UE Convex and distributed optimization

Degrees incorporating this pedagocial element :

Description

Courses: (4 parts of 3h each + 3 hours practical work)

  1. Introduction to convex optimization: concepts in convex analysis (duality, proximal operators), how to identify potential difficulties in optimization problems. Illustrations in supervised learning (classification and regression problems) and in operation research (decomposition methods).
  2. Algorithms in convex optimization (gradient, proximal gradient, conditional gradient, ADMM)
  3. Introduction to distributed computation (architectures for computation, map-reduce scheme, MPI, Spark) + 3h practical work
  4. Distributed optimisation algorithms, stochastic algorithms, asynchronous methods.

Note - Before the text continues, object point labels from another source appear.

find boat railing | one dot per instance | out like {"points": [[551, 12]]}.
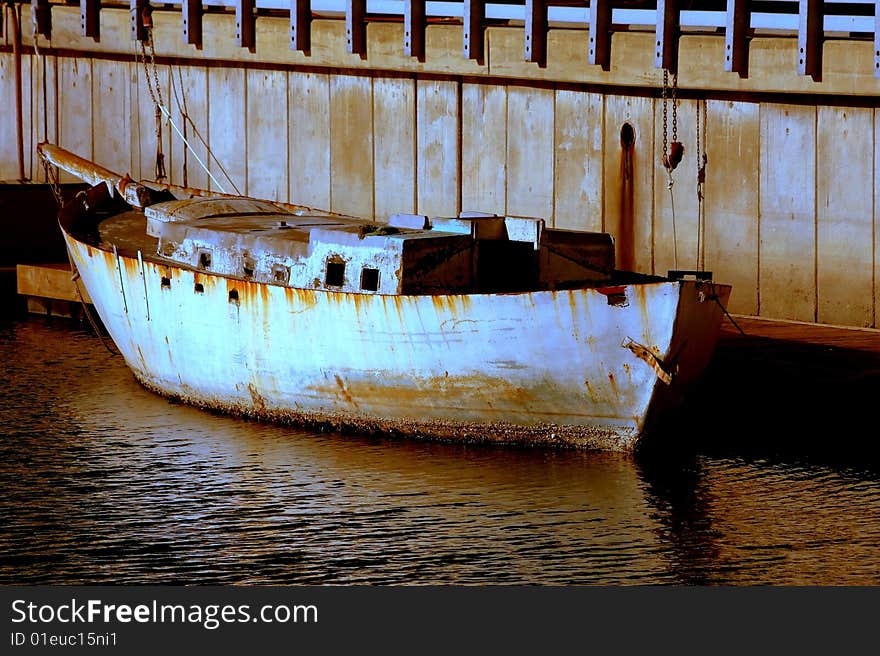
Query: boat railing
{"points": [[812, 22]]}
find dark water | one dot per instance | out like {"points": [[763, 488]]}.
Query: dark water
{"points": [[104, 482]]}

Practical work (2 parts of 6h each)

  1. application to a recommendation system
  2. sparse logistic regression in high dimension

Evaluation :

The final grade is the mean between the grade on the report on the practical sessions and the grade of the presentation of a recent research article.

Prerequisites

The students should have basic knowledge on applied maths (matrix,functions,…) and on statistic and probability (expectation, variance,…). A first experience with optimisation is also required; the refresher course on matrix analysis and optimisation, proposed at the beginning of the semester, covers the necessary starting material. The students should also have programming skills. The tutorial on machines will be using Python notebooks.